Sourcegraph is the code-intelligence platform — universal code search across repositories, plus Cody (an AI coding assistant). Used by Uber, Lyft, Reddit, GE, and many others. The interview emphasizes code-graph engineering, large-scale indexing (Zoekt, SCIP), and the systems work behind LSP-like tooling at organization scale.
Process
Recruiter screen → 60-minute coding (DSA medium, language of choice) → onsite virtual: 2 coding, 1 system design, 1 craft deep-dive, 1 behavioral. Cycle: 3–4 weeks.
What they actually ask
- Design a code-search index over millions of repositories
- Design a precise code-graph using SCIP/LSIF for cross-repo navigation
- Design RAG over a code corpus for an AI coding assistant
- Coding: medium DSA, often with parsing, trie, or graph framing
- Behavioral: developer empathy, ownership, written-first culture
Levels and comp (2026)
- Engineer (E3): $175K–$230K total
- Senior Engineer (E4): $230K–$310K
- Staff (E5): $310K–$420K
- Principal (E6): $420K–$580K
(Bands published openly on the Sourcegraph handbook.)
Prep priorities
- Be fluent in Go (most of the backend) and TypeScript (frontend, Cody)
- Understand code-indexing concepts (Zoekt n-gram search, SCIP/LSIF graphs, tree-sitter)
- Brush up on RAG patterns over code (chunking, embeddings, code-aware retrieval)

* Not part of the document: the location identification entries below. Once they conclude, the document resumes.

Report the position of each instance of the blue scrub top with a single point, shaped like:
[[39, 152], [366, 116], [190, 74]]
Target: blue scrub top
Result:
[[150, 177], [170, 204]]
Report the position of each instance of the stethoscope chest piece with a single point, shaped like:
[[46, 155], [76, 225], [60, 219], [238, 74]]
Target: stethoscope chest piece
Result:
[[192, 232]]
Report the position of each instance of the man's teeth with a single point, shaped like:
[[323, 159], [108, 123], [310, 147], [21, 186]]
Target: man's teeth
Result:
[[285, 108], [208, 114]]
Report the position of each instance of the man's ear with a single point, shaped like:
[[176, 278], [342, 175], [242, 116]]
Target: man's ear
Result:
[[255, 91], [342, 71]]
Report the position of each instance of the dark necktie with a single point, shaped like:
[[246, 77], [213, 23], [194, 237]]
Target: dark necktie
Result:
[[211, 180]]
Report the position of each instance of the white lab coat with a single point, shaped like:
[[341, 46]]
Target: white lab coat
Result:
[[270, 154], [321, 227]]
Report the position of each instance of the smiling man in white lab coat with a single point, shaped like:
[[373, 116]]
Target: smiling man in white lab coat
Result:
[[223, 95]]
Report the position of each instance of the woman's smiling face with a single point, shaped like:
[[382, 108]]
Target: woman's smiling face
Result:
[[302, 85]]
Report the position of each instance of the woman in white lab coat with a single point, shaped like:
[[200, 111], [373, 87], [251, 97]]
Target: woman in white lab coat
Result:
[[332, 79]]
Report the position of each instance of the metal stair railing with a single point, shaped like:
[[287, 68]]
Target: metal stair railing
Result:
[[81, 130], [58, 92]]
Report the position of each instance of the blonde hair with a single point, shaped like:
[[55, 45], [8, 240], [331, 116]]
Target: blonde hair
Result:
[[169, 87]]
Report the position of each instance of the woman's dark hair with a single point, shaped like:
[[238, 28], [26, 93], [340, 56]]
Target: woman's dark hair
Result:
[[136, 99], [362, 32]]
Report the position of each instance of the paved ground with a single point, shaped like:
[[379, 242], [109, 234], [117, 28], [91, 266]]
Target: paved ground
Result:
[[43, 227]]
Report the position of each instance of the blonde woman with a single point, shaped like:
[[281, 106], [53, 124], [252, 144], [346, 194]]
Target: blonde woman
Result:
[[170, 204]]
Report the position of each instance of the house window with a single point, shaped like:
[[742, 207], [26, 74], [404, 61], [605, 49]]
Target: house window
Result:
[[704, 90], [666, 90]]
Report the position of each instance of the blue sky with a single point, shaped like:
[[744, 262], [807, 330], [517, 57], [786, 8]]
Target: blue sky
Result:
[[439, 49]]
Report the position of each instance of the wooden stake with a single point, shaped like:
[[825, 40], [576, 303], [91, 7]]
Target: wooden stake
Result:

Frequently Asked Questions
Is Sourcegraph remote-friendly?
Fully distributed. No physical HQ. Engineers across the Americas, Europe, and APAC. Annual all-hands in person.
How does Sourcegraph compare to GitHub Copilot or Cursor?
Copilot is editor-embedded for individual devs. Cursor is an AI-first IDE. Sourcegraph (Cody + Code Search) emphasizes large-org code-graph context. Comp is competitive at senior+ with strong remote flexibility.
What is the engineering culture?
Async, written-first (everything in handbook/RFCs), high autonomy, ship-focused. Strong fit for engineers who prefer writing over meetings.